Google’s DeepMind has recently unveiled a groundbreaking AI model, RT-2, which translates vision and language into robotic actions. This development marks a significant milestone in the realm of robotics, bringing us closer to a future of helpful robots. RT-2, a Transformer-based model trained on text and images from the web, can directly output robotic actions, effectively enabling it to “speak robot.”
The pursuit of helpful robots has long been a herculean effort, as robots need to handle complex, abstract tasks in highly variable environments. Unlike chatbots, robots require grounding in the real world and their abilities. This grounding is not just about learning everything there is to know about an object, but also understanding how to interact with it in context. RT-2 addresses these challenges by transferring knowledge from web data to inform robot behavior, making it possible for robots to recognize objects in context and understand how to manipulate them.
Recent advancements in robotics, such as improved reasoning and the use of chain-of-thought prompting, have enabled robots to better handle multi-step problems. Vision models, like PaLM-E, have also helped robots make better sense of their surroundings. RT-1 demonstrated that Transformers could help different types of robots learn from each other. RT-2 builds upon these advancements by removing the complexity of separate high-level reasoning and low-level manipulation systems, enabling a single model to perform complex reasoning and output robot actions. This development allows robots to transfer concepts embedded in their language and vision training data to direct robot actions, even for abstract tasks like identifying and disposing of trash.
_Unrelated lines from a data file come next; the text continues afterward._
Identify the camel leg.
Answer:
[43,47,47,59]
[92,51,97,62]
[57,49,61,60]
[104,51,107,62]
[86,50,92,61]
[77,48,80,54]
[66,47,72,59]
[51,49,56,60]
RT-2’s ability to transfer information to actions shows promise for robots to more rapidly adapt to novel situations and learn from new experiences. In testing, RT-2 models functioned as well as previous models on tasks in their training data and almost doubled their performance on novel, unseen scenarios. This improvement indicates that RT-2 enables robots to learn more like humans, transferring learned concepts to new situations. The advancements demonstrated by RT-2 show enormous promise for more general-purpose robots, paving the way for a brighter future in robotics.
Google’s RT-2 model represents a transformative leap in AI-powered robotics, bringing us closer to a future where robots can effectively interact with the world around them. By enabling robots to transfer concepts from their language and vision training data to direct robot actions, RT-2 opens up new possibilities for robots to learn and adapt to novel situations. As the field of robotics continues to advance, we can look forward to a future where helpful robots are no longer confined to the realm of science fiction.